Put all of these people in the same party. Let the people who actually have ideals have their own parties on each side.
True left wingers want a radical reordering of wealth and power. True right wingers want decentralization and a radical deconstruction of government as we know it. It is absurd to pretend that either of these groups should be satisfied with a political spectrum that ranges from Hillary Clinton to Mitch McConnell. Nowhere in that spectrum will you find full socialism, or full “deconstruction of the administrative state.” That is because the existing establishment is, quite naturally, focused most of all on the maintenance of existing power structures. Its ideological arguments are minor.
The idea that the differences between Clinton and McConnell are “minor” is…just staggeringly wrong. Increasing taxes on the wealthy and massively cutting them is a minor difference? Massively expanding Medicaid and cutting it 35% — ¯\_(ツ)_/¯? (Boy, were a lot of people deluded to put their bodies on the line as if this was important!) Using the EPA to restrict carbon emissions and using it to dismantle such regulations — same diff? Women being coerced by the state to carry pregnancies to term or being offered Medicaid funds for reproductive services — who cares, really? Should African-Americans have effective access to the ballot or not — hardly a question worth agitating over. Sam Alito and Sonia Sotomayor, not a dime’s worth of difference, amirite? And I could go on like this for a long time.
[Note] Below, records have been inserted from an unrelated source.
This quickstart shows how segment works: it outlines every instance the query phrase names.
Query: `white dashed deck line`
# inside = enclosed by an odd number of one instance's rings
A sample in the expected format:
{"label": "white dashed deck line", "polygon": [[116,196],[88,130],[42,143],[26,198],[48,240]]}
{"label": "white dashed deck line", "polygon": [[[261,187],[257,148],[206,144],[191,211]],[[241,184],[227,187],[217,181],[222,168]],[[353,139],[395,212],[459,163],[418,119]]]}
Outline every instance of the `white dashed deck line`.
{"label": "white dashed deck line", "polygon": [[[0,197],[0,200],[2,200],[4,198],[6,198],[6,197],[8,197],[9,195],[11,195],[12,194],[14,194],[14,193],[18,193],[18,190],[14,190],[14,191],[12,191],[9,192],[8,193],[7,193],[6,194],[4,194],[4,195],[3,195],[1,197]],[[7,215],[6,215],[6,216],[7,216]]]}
It is true that America’s large brokerage parties are only offering the considerable and accelerating differences between Nancy Pelosi and Paul Ryan and not a contest between “full socialism” and full “deconstruction of the administrative state” because neither of the latter two ideas has a substantial mass constituency in the United States. Most Democratic voters don’t favor a nationalization of the means of production. Most Republican voters like the federal welfare state just fine. And there’s an easy way to test this. Run in the Democratic primaries on a platform that Bernie’s left-liberalism is a hopeless capitulation to capital. If it turns out that this is what most Democratic voters want but haven’t gotten it because it isn’t being offered, I owe you a Coke.